A Venezuela continua fraturada, como atesta o resultado da votação – 56% para o “si”, 44% para o “no”. A oposição oligárquica, que se apresentou mais unida e decidiu participar da disputa democrática, ainda insiste nos meios golpistas e ilegais, ao desabastecer as prateleiras de mercadorias essenciais e ao desencadear uma poderosa campanha midiática. Ela mudou de tática, mas não do objetivo de derrubar Chávez.
A mídia venezuelana, que arquitetou o golpe de abril de 2002 e outros atos de sabotagem, segue sendo o principal “partido da direita”. Faz de tudo para manipular corações e mentes. Segundo pesquisa do Observatório Mundial de Mídia, a campanha contra a emenda da reeleição teve 71% da cobertura nos veículos de comunicação; o “si” ficou com 29% dos noticiários.
Outra pesquisa, da Entorno Inteligente, apontou que de cada 100 artigos publicados na mídia impressa, 77 foram a favor do ‘no’ e 23 a favor do ‘si’. Nas principais cadeias de televisão, o estudo detectou 73% das matérias favoráveis ao ‘no’ e 27% favoráveis ao ‘si’.
Apesar do bombardeio midiático e das sabotagens patronais, Hugo Chávez venceu a 14ª eleição, das 15 realizadas nestes dez anos. Como afirma o sociólogo argentino Atílio Boron, o resultado do pleito é uma “péssima notícia para o império” e a oligarquia local. “A emenda constitucional que o povo venezuelano aprovou evidencia o desespero dos adversários, de dentro e de fora, da revolução bolivariana.
Eles estão conscientes de que a consolidação da liderança de Chávez e a continuidade de seu projeto reforçam os espaços da esquerda na balança política regional”. Aos poucos, com suas limitações e erros, a revolução bolivariana avança e abre novas perspectivas.
Uma trajetória de avanços
Empossado em 2 de fevereiro de 1999, o presidente Hugo Chávez completou 10 anos à frente da “revolução bolivariana” na Venezuela. Sua inesperada eleição, em dezembro de 1989, com 56% dos votos, foi uma resposta à devastação neoliberal e representou duro golpe ao bipartidarismo oligárquico imperante neste país desde 1958 - através do pacto de “Punto Fijo”.
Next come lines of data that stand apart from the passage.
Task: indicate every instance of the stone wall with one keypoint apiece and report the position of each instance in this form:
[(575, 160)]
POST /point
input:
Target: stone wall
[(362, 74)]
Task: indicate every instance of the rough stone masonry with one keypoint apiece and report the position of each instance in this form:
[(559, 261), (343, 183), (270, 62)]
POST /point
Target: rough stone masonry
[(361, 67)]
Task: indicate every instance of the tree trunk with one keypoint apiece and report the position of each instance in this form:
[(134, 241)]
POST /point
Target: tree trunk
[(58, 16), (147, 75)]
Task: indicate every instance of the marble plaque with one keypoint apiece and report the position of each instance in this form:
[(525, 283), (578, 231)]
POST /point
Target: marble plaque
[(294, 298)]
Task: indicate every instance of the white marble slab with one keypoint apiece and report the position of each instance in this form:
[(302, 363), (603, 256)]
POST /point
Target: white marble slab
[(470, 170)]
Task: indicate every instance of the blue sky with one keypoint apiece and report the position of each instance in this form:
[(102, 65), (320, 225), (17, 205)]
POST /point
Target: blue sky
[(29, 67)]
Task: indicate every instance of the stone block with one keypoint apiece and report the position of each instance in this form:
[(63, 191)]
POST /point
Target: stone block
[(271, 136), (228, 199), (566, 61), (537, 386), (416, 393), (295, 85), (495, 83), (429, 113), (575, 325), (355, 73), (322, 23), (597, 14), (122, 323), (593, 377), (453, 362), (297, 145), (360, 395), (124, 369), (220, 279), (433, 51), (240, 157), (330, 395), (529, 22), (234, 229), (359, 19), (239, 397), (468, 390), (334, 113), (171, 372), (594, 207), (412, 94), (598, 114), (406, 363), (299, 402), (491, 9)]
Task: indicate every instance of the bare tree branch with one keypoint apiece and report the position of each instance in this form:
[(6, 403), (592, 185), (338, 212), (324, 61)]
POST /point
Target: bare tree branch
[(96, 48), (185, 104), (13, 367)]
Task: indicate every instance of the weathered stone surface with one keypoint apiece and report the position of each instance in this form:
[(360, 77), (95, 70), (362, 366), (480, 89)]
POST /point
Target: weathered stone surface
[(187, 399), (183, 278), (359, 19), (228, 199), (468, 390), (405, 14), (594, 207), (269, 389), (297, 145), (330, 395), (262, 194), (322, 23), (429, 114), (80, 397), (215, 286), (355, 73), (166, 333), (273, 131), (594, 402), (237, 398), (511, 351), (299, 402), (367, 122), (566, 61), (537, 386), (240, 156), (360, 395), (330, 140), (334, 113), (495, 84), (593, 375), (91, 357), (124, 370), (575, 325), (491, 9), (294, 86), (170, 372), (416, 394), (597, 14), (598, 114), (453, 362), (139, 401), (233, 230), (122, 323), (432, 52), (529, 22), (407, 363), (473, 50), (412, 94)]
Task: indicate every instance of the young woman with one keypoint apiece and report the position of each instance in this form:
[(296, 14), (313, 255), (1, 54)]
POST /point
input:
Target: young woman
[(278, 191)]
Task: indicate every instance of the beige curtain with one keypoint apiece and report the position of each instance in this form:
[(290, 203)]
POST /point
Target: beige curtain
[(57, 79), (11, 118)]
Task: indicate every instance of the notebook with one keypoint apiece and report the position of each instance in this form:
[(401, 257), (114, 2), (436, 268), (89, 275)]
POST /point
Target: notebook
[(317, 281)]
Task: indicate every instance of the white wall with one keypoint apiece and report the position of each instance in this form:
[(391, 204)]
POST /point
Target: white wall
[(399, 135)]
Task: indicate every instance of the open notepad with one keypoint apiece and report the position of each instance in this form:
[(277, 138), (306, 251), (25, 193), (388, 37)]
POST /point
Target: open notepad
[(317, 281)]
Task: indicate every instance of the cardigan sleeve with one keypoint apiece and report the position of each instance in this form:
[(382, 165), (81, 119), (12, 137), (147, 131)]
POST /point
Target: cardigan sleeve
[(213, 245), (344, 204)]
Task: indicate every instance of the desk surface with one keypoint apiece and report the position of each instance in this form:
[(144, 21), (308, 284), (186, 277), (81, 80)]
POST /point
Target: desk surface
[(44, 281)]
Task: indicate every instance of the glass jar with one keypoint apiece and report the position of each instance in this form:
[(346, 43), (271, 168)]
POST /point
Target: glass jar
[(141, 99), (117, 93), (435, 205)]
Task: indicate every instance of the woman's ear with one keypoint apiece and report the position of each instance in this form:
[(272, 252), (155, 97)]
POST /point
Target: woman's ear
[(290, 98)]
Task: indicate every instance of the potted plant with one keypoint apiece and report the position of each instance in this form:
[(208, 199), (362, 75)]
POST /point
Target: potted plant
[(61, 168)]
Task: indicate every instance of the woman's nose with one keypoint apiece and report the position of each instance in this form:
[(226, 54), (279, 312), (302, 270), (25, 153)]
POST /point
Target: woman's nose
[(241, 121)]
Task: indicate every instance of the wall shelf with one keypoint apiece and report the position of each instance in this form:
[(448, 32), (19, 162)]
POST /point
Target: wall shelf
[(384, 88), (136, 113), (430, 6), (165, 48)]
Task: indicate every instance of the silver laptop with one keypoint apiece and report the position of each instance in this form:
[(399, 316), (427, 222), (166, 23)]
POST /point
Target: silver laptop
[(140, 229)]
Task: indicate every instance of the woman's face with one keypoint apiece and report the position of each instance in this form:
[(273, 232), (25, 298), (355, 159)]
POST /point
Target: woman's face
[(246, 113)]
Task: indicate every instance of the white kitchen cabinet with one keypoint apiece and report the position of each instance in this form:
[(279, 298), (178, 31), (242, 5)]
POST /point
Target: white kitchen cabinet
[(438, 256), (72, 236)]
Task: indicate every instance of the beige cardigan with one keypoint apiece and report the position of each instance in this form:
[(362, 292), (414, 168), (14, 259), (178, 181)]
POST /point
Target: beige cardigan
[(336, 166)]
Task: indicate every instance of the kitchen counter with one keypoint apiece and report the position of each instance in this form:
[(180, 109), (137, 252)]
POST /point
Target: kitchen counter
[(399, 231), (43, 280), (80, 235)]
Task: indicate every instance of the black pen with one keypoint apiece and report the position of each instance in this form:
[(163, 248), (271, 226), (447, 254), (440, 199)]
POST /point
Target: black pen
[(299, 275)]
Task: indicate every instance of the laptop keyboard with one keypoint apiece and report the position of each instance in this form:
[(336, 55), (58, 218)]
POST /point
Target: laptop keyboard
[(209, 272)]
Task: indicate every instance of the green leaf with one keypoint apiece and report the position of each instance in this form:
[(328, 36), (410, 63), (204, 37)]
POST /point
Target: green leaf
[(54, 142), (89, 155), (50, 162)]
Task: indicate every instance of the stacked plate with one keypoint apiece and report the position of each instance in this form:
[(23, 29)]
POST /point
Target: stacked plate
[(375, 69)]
Ela deu início a uma experiência inédita na América Latina, com a vitória de inúmeros governantes progressistas, antineoliberais, e recolocou na agenda política o debate sobre o “socialismo do século 21”.
Nesta uma década, Hugo Chávez, que chegou ao governo sem contar com partidos estruturados e movimentos sociais consistentes, enfrentou enormes obstáculos. Além dos problemas estruturais de um país miserável, ele foi alvo da fúria das elites racistas, das conspirações do imperialismo e do cerco da mídia.
Com base no apoio popular e num núcleo nacionalista das forças armadas, ele derrotou o golpe de estado de abril de 2002, o locaute petroleiro de dezembro/janeiro de 2003 e incontáveis iniciativas de desestabilização do seu governo. Segundo pesquisa recente, atuam no país 271 organizações não-governamentais financiadas pelos EUA e com propósitos golpistas.
“A palha e o furacão revolucionário”
Num processo radicalizado, ele insistiu na via democrática, ao contrário do que alardeia a mídia. Hugo Chávez enfrentou e venceu três eleições presidenciais (1998, 2000 e 2006), três referendos constitucionais (dois em 1999 e outro em 2004), quatro pleitos executivos (2000, 2004, 2005 e 2008) e dois legislativos (1999 e 2005).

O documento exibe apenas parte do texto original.